Sunday, February 14, 2010

The View From Brindley Mountain & Small Kingdoms

The View From Brindley Mountain by C. Eugene Scruggs

Pages: 532
Publisher: BookSurge, 2009
Review Copy received from publisher

This book is a trip down memory lane. Cullen is a town in Alabama that was founded for immigrants from Germany. As I read through the book I watched the town grow and evolve. I have always loved reading about this era. Some of the things were familiar to me even though I wasn't born until the latter 50's. Growing up on my great-grandmother's farm without a lot of modern conveniences gave me the experience of watching things evolve in my own life. This is a trip back in time to what some may say was an easier time but in reality was just as difficult but maybe less stressful in many ways. I felt like I was in one of the little towns surrounding where I grew up, a town where life was a little slower in pace.
Small Kingdoms – Anastasia Hobbet
Pages: 344
Publisher: Permanent Press, 2010
Received review copy from publisher

This is the story of five people whose lives usually would not cross. This story is set in Kuwait after Saddam Hussein has taken over. We are given an opportunity to view the different lives, prejudices, and cultures that shape these people. For example, Kit is the American wife of a businessman. They have moved to Kuwait with their two children. Kid has built walls around her to keep her safe and protected in this foreign land. She feels like a fish out of water in this strange place and must reach out to total strangers if she is to survive.

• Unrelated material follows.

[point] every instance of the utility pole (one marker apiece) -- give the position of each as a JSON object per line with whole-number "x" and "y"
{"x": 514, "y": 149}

Hanaan is considered one of the lower class people. She is Palestinian by birth. She at one time was a linguist at the university. It is because of this we meet Theo. He is introduced to him as he shows up for his first appointment with Haanan to learn Arabic. She is considered an outcast because of her Palestinian heritage as well as the fact that she brings men into her home. It doesn’t matter that it is to teach them Arabic. She is looked down on.

The fourth person is Mufeeda. She is considered to be upper class. Her husband is a doctor so she has a lot to live up to as far as the duties of a wife of this class. She is a devout Muslim and questions her husband’s religious beliefs. She has a servant/cook who seems ill-suited to her job. She is a cook in Mufeeda’s household. It seems that bad luck follows her everywhere. She is from India and she is holding a secret that will involve all of the characters if she is to survive. The stories of each character are intertwined in such a way that we get a good snapshot of life in Kuwait. We see the prejudices based on where the people came from and their religious beliefs. Each of these people will risk everything they have to help Emanuella, the young cook. It could be very costly to all involved. This was a good book. I felt it was well written. It presented you with one character and their point of view.